И я оставляю его. Я, конечно, вернусь еще раз на улицу Папийон. Да, непременно. Вопреки тому, в чем он меня уверяет, старый бандит не все мне сказал. Я дам ему дозреть, а там посмотрим.
XII
На следующий день – воскресенье, и я устраиваю себе отдых. Продолжаю его и в понедельник, присоединяясь таким образом к работникам пищевой промышленности и парикмахерских. Я рассчитываю встретиться с Абрамом Розеном во вторник пополудни. В течение двух дней у него будет полная возможность поразмыслить, взвесить все "за" и "против" на его точнейших профессиональных весах. Этого более чем достаточно. Но получается так, что во вторник моё внимание привлекает один тип, которого я не знаю, но с которым приключилось несчастье.
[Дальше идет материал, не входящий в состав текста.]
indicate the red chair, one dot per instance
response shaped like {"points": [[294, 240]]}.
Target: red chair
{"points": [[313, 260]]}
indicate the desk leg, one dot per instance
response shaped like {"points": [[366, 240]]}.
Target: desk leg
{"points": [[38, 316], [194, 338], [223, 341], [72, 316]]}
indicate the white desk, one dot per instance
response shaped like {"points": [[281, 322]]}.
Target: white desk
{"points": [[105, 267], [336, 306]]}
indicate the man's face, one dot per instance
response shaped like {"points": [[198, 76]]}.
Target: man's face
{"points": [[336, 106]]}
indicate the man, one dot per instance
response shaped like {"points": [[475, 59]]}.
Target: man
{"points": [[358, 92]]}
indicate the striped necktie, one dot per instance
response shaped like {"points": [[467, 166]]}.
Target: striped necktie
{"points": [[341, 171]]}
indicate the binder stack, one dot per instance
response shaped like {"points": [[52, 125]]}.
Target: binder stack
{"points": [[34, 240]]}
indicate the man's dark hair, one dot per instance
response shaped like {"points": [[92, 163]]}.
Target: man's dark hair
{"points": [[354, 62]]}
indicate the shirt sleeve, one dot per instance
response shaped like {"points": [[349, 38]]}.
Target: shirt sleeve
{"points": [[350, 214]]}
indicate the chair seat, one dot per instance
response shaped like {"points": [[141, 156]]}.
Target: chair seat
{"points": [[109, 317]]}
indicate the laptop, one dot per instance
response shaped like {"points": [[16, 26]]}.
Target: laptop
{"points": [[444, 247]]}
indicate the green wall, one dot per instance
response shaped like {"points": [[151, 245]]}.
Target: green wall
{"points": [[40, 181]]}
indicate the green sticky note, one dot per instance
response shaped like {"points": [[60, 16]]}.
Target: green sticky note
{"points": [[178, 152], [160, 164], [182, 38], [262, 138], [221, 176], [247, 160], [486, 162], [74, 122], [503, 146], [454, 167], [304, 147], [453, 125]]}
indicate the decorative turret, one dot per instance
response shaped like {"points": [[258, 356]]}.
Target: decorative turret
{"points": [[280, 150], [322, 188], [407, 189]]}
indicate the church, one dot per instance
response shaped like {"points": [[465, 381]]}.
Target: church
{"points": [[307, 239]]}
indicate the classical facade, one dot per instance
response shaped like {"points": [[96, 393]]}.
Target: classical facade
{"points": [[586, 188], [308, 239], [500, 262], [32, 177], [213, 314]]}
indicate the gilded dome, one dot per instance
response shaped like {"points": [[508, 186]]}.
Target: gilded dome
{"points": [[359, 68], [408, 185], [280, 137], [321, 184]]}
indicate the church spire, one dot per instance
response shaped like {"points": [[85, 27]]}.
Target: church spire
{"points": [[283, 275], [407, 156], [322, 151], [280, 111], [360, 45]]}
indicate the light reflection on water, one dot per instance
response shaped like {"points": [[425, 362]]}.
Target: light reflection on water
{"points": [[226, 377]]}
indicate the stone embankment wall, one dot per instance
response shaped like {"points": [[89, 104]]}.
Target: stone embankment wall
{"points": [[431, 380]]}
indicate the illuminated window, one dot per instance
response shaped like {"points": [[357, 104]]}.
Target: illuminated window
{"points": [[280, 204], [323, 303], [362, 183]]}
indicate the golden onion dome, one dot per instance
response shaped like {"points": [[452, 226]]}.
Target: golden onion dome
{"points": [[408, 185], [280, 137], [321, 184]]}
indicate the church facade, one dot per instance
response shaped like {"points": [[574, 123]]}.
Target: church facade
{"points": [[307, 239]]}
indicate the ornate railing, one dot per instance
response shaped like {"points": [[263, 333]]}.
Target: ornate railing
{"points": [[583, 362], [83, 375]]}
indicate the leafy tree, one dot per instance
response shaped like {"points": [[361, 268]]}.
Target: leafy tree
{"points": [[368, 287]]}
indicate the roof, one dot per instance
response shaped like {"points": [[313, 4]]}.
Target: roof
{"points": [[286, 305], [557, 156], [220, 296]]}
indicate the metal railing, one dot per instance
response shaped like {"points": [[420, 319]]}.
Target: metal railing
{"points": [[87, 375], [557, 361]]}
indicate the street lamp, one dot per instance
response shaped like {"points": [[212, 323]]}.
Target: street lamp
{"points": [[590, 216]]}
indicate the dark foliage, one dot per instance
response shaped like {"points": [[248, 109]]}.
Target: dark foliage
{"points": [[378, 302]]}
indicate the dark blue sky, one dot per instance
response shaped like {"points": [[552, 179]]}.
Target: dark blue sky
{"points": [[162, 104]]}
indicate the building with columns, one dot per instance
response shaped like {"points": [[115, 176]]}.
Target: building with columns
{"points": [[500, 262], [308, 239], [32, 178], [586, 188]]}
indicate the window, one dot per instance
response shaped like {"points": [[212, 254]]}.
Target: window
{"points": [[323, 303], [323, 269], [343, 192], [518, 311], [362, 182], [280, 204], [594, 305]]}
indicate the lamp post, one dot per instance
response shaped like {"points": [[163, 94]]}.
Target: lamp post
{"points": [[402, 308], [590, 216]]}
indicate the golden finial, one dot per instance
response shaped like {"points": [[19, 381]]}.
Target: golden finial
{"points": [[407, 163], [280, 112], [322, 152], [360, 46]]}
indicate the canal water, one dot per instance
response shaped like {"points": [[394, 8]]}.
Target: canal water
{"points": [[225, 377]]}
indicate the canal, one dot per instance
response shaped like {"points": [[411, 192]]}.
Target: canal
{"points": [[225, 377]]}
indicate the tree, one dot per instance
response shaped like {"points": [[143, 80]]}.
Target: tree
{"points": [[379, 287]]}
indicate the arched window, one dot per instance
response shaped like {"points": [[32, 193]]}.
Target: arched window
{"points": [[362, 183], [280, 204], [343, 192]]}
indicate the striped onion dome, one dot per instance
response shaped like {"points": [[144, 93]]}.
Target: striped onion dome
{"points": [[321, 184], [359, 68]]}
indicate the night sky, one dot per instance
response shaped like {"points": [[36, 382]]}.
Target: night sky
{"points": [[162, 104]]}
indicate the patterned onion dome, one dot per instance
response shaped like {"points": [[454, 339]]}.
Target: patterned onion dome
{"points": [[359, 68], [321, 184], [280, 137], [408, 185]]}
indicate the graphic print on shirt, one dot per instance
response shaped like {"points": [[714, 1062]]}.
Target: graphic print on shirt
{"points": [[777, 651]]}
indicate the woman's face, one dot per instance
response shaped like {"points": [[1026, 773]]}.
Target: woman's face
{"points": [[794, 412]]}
Эту новость сообщает мне крайне взволнованная Элен.
– Вы смотрели газеты?
– Нет.
Она протягивает мне целую кипу:
– На этот раз он не из пористого каучука.
– Кто он?
– Жмурик.
– Какой жмурик?
– Иван Костенко. Читайте...
Она показывает заметку, в которой я читаю, что накануне Иван Костенко, смазчик лифтов в галерее Лафайет, упал и разбился насмерть в шахте, где он работал.
– Ну и что?
– Это русский.
– Хрущев тоже русский, и он как раз произнес речь в минувшее воскресенье...
Она пожимает плечами:
– "Крепюскюль", который находится вне конкуренции в области происшествий благодаря заботам нашего приятеля Марка Ковета, распространяется на этот счет по больше своих собратьев. С фотографиями и прочими атрибутами, естественно. Вот вам "Крепю".
Под заголовком "Смазчик лифтов" помещены две фотографии одного и того же человека в разные этапы его жизни. На первой он еще молод и носит военную форму. На другой – старше и в гражданском.